Our inspection also revealed that the TherO3zone T -1000 and T -8000 devices are adulterated under section 501(f)(1)(B) of the Act, 21 U.S.C. 351(f)(1)(B), because you do not have an approved application for premarket approval (PMA) in effect pursuant to section 515(a) of the Act, 21 U.S.C. 360e(a), or an approved application for an investigational device exemption (IDE) under section 520(g) of the Act, 21 U.S.C. 360j(g). The device is also misbranded under section 502(o) the Act, 21 U.S.C. 352(o), because you did not notify the agency of your intent to introduce the device into commercial distribution, as required by section 510(k) of the Act, 21 U.S.C. 360(k). For a device requiring premarket approval, the notification required by section 510(k) of the Act, 21 U.S.C. 360(k), is deemed satisfied when a PMA is pending before the agency. 21 C.F.R. 807.81(b). The kind of information you need to submit in order to obtain approval or clearance for your device is described on the Internet at http://www.fda.gov/cdrh/devadvice/3122.html. The FDA will evaluate the information you submit and decide whether your product may be legally marketed.

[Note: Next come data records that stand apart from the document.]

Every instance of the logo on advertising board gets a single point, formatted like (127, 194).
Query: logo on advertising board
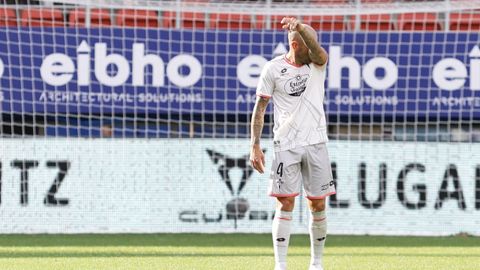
(237, 207)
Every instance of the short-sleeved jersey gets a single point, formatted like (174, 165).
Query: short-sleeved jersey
(297, 93)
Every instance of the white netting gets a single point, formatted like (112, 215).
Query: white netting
(146, 105)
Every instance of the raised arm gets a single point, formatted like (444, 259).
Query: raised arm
(317, 53)
(257, 158)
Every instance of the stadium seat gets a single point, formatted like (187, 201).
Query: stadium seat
(465, 21)
(326, 23)
(8, 17)
(187, 19)
(374, 22)
(42, 17)
(98, 17)
(230, 21)
(331, 2)
(275, 21)
(136, 18)
(376, 1)
(261, 21)
(418, 22)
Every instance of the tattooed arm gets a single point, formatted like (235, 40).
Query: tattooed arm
(257, 158)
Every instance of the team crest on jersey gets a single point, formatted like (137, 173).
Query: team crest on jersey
(296, 85)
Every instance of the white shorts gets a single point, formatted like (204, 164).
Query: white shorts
(308, 164)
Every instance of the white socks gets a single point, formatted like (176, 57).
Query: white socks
(318, 234)
(281, 237)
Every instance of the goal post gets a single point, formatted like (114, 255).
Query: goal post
(133, 116)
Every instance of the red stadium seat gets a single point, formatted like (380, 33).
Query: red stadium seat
(230, 21)
(418, 22)
(136, 18)
(275, 21)
(465, 21)
(42, 17)
(326, 23)
(187, 19)
(98, 17)
(375, 22)
(8, 17)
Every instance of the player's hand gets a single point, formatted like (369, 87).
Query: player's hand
(257, 158)
(291, 24)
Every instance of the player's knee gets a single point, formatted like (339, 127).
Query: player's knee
(286, 204)
(317, 205)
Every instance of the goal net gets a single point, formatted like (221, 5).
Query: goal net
(133, 116)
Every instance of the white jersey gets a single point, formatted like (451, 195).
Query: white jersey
(297, 93)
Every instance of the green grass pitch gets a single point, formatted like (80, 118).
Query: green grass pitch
(232, 251)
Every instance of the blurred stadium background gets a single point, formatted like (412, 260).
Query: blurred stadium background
(133, 117)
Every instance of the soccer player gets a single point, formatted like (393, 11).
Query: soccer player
(295, 82)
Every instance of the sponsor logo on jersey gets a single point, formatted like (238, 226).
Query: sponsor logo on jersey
(296, 85)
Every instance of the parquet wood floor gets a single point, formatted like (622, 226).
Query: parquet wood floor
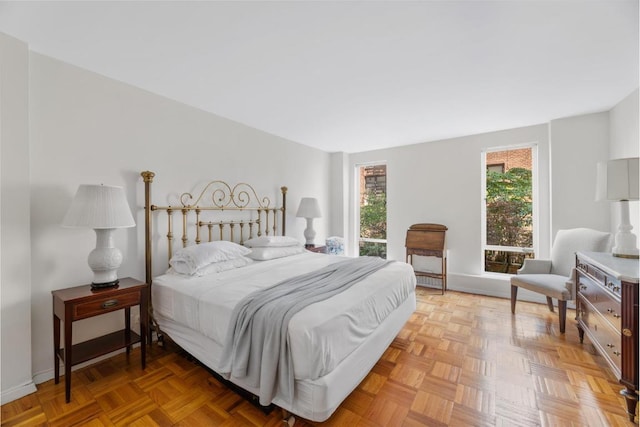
(461, 360)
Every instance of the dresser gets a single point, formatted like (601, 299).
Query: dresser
(607, 312)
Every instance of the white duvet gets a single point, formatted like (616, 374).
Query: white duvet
(320, 336)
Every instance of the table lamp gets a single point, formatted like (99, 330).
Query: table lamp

You should take prompt action to correct the violations addressed in this letter. Failure to promptly correct these violations may result in regulatory action being initiated by the Food and Drug Administration without further notice. These actions include, but are not limited to, seizure, injunction, and/or civil money penalties. Also, federal agencies are advised of the issuance of all Warning Letters about devices so that they may take this information into account when considering the award of contracts. Additionally, premarket approval applications for Class III devices to which the Quality System regulation deviations are reasonably related will not be approved until the violations have been corrected. Requests for Certificates to Foreign Governments will not be granted until the violations related to the subject devices have been corrected.

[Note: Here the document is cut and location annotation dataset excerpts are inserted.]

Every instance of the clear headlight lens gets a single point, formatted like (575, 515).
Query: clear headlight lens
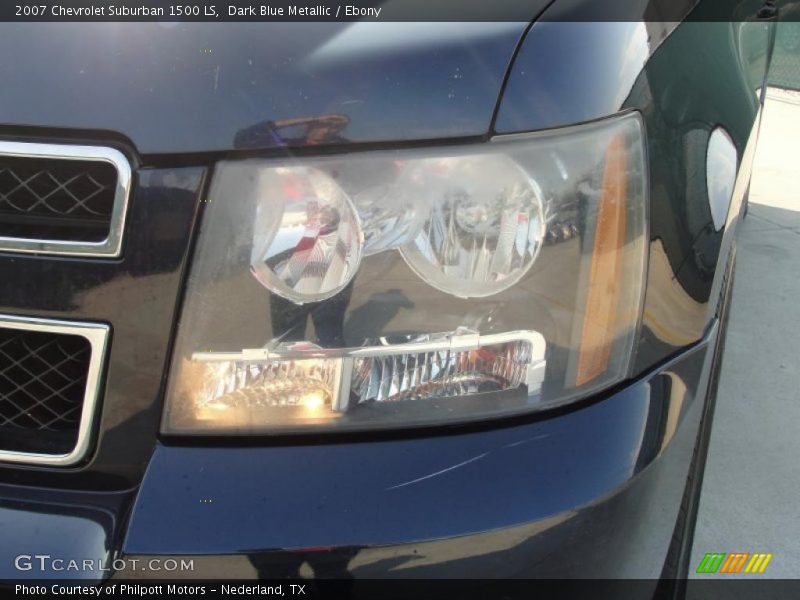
(413, 287)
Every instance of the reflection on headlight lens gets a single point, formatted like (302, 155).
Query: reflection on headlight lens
(414, 288)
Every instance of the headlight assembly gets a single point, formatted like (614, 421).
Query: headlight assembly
(413, 287)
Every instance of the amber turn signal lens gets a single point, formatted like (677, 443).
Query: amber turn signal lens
(605, 271)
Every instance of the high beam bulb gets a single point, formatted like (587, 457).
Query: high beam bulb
(484, 229)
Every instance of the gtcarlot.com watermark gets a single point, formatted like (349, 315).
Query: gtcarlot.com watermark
(45, 563)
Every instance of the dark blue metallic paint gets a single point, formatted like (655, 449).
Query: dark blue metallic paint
(192, 87)
(218, 500)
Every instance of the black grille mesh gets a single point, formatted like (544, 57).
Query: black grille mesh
(56, 199)
(42, 385)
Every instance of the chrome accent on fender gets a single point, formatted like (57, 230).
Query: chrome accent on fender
(111, 246)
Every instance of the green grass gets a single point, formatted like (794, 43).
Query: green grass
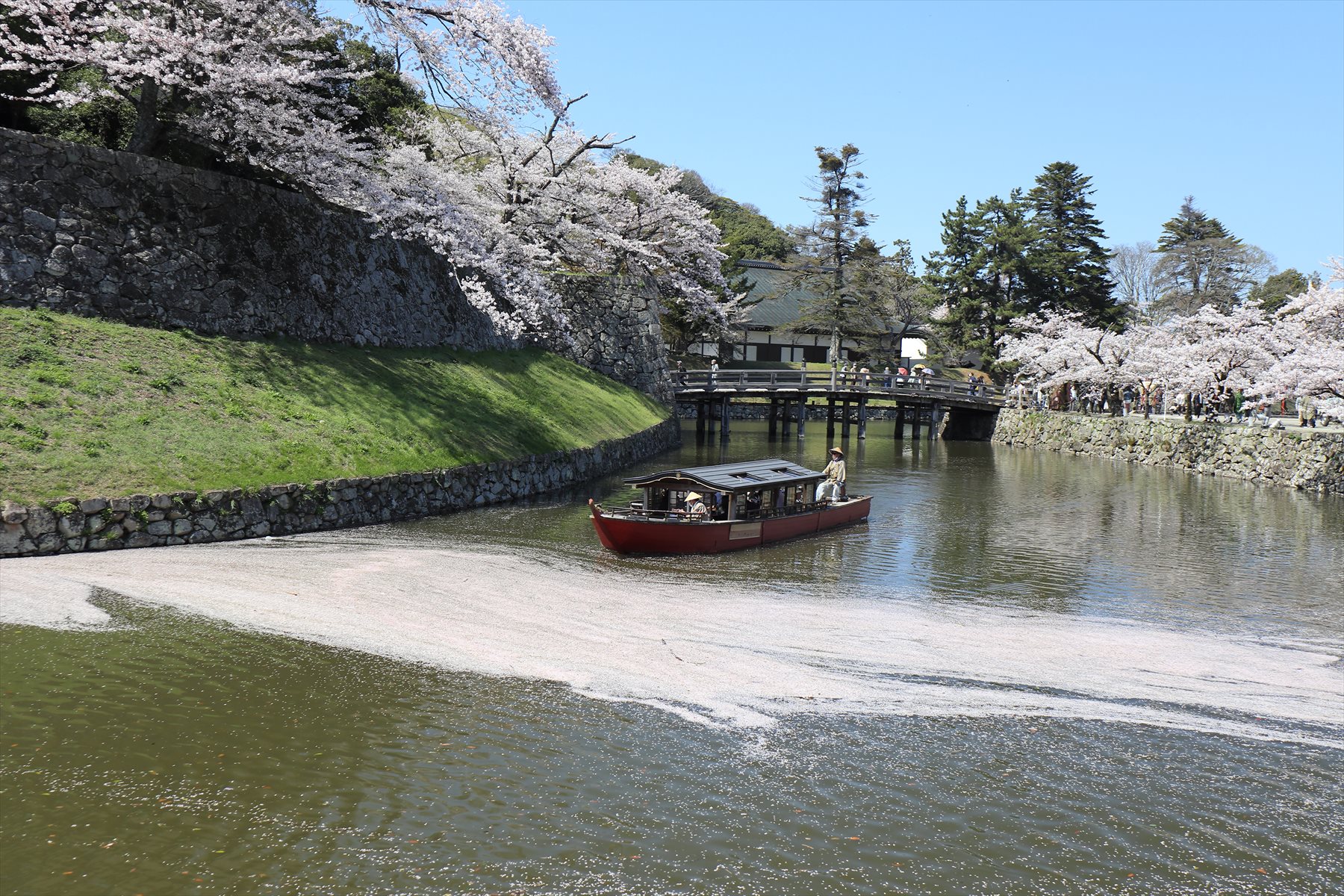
(90, 408)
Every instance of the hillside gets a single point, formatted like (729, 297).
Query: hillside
(92, 408)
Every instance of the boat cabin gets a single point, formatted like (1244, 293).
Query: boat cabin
(746, 491)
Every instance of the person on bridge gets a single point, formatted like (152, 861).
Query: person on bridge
(833, 487)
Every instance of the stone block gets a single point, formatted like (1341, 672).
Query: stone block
(93, 505)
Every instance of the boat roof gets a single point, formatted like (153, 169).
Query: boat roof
(745, 476)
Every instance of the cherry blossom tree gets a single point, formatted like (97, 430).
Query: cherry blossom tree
(1062, 349)
(1308, 337)
(1213, 352)
(257, 82)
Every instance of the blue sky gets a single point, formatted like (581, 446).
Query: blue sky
(1238, 104)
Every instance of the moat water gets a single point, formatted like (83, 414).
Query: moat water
(1026, 673)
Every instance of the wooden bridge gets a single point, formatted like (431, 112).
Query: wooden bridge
(961, 410)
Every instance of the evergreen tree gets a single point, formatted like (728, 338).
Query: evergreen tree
(981, 276)
(1275, 292)
(1066, 264)
(838, 255)
(1203, 264)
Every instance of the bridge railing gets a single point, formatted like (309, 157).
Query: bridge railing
(791, 381)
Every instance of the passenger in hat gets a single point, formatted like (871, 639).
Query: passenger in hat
(833, 487)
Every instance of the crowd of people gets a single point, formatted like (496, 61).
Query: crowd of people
(1233, 408)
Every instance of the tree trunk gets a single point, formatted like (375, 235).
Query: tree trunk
(148, 127)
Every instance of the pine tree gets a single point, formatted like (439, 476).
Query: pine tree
(980, 274)
(1066, 261)
(836, 252)
(1203, 264)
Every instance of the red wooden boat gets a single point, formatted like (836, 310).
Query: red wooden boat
(749, 504)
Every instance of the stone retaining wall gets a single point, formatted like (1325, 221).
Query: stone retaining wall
(190, 517)
(1300, 458)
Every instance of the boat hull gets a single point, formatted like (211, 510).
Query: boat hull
(671, 536)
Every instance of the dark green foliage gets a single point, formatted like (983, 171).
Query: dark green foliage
(105, 121)
(379, 94)
(839, 262)
(1066, 265)
(1275, 292)
(1203, 264)
(746, 231)
(979, 276)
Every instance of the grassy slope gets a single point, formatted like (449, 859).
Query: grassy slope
(90, 408)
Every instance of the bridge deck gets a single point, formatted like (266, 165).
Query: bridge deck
(699, 386)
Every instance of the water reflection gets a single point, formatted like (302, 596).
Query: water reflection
(969, 696)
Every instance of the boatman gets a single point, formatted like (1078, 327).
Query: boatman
(833, 484)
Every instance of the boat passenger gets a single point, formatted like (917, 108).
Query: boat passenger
(831, 487)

Please notify this office in writing within fifteen working days from the date you receive this letter of the specific steps you have taken to correct the noted violations, including an explanation of how you plan to prevent these violations, or similar violations, from occurring again. Include documentation of the corrective action you have taken. If your planned corrections will occur over time, please include a timetable for implementation of those corrections. If corrective action cannot be completed within fifteen working days, state the reason for the delay and the time within which the corrections will be completed.

Finally, your response should be sent to: Mr. Blake Bevill, Director, Compliance Branch, Food and Drug Administration, 19701 Fairchild, Irvine, CA 92612-2506. If you have any questions about the content of this letter please contact: Dr. William Vitale at 949-608-2919.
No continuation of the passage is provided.